Il libro di
Valeria Dal Bo, Onirico Blues (I Quaderni del Bardo Ed. 2023, pagine 110
€ 10) apre con il tema dell’acqua: “acque profonde” dice il cartello. Viene
subito in mente il pensiero di Bachelard, lo studioso della psicologia delle
acque, là dove dice che “la profondità in un elemento materiale è anche un tipo
di destino… un destino essenziale che trasforma incessantemente la sostanza
dell’Essere”. Infatti la poesia di Valeria sta ad indicare un processo di
trasformazione, dunque una poesia del divenire, non a caso Valeria ama Lucrezio
che è il primo grande poeta del divenire. Ma non è solo un’acqua profonda
quella che appare nella prima poesia, il mare è visto per lo più come una
laguna insidiosa e il paesaggio è scuro e triste il “cielo è sempre d’inverno”.
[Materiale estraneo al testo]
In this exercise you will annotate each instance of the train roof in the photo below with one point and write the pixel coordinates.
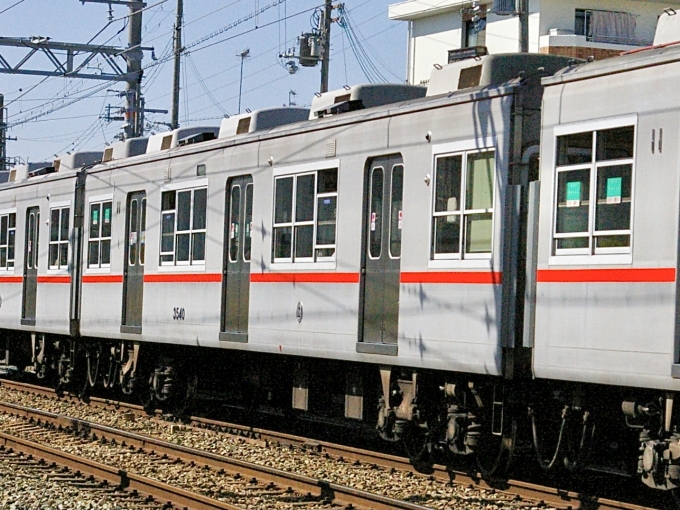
(126, 149)
(359, 97)
(261, 120)
(666, 49)
(493, 70)
(637, 59)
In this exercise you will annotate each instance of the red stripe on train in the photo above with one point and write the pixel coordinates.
(644, 275)
(304, 278)
(11, 279)
(471, 277)
(114, 278)
(54, 279)
(183, 278)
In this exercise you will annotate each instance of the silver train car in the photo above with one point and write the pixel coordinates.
(482, 269)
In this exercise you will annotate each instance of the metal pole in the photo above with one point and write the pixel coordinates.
(243, 56)
(326, 45)
(134, 54)
(3, 136)
(523, 26)
(178, 53)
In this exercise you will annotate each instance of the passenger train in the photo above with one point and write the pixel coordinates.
(481, 268)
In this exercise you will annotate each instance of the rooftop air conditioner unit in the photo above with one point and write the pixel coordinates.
(504, 7)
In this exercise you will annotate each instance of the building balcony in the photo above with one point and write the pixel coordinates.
(566, 43)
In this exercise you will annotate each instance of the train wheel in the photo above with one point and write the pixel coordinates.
(417, 442)
(495, 453)
(183, 398)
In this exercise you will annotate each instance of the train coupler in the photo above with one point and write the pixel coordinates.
(659, 462)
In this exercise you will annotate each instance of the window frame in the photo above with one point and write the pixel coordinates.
(190, 264)
(8, 213)
(295, 172)
(462, 258)
(59, 268)
(591, 254)
(101, 200)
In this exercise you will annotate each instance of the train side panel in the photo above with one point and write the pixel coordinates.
(47, 203)
(608, 315)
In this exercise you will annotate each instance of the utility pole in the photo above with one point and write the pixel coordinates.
(523, 12)
(177, 37)
(133, 116)
(133, 126)
(326, 44)
(3, 136)
(244, 54)
(66, 67)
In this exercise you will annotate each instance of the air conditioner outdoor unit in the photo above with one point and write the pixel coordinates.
(504, 7)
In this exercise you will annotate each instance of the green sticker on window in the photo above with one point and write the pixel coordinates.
(614, 191)
(573, 194)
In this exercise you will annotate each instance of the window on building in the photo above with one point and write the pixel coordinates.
(613, 27)
(59, 231)
(99, 247)
(474, 27)
(462, 216)
(594, 188)
(183, 214)
(7, 238)
(305, 207)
Però essendo quella di Valeria poesia di trasformazione si intuiscono anche il
percorso e le difficoltà, percorso non sempre lineare ma pieno di ostacoli,
grovigli di oggetti, di strade in cui si procede per avanzate e ritorni
indietro. Il personaggio porta sul braccio alzato una corona di spine con una
ciliegia rossa nel mezzo che scivola di qua e di là come se non appartenesse
alla voce narrante. Si potrebbe fissare in questo ossimoro forse il tema
unitario del libro. Gli affanni da una parte (la corona di spine), la
vitalistica ciliegia rossa che però sfugge anche quando è stata già conquistata
dal soggetto e deve riconquistarla. Colori cupi sì, ma malgrado i morti
disseminati nelle pagine, le teste mozzate, non sono poesie di morte, anche
qui, come nei libri di Edgar Allan Poe, che vedrei molto bene come un suo
antenato, punto di riferimento di scrittura di Valeria, abbiamo la morte che
descrive la vita, o meglio la descrizione della vita attraverso la morte. Ne La
Gheisha si legge “che cosa stai aspettando” mi dice “A me che sono ancora
morta”. O in altra poesia “Non sapevo se fossi ancora morta o di già viva” e in
un’altra dove finalmente è viva “Io che finalmente ho me/ ho deciso di
festeggiare con tre zingare, che malgrado l’abito nero di una di loro esprimono
tuttavia il vitalismo gitano.
I fantasmi del passato, nella poesia Rivelazione
si sono dissolti o scoloriti. Da un mondo claustrofobico, però, c’è sempre
la via d’uscita, come per Montale, “il varco è lì” scriveva a proposito della
“petroliera” ne La casa dei Doganieri. Qui è “l’imbarcadero”? La via di
fuga? Frequente è il movimento dall’oscuro e tenebroso al luminoso, dai
mormorii funebri alla musica. Da un mondo di tenebra spunta un fanciullo
vestito di bianco che porge una piccola arpa e insiste perché lei (la narratrice)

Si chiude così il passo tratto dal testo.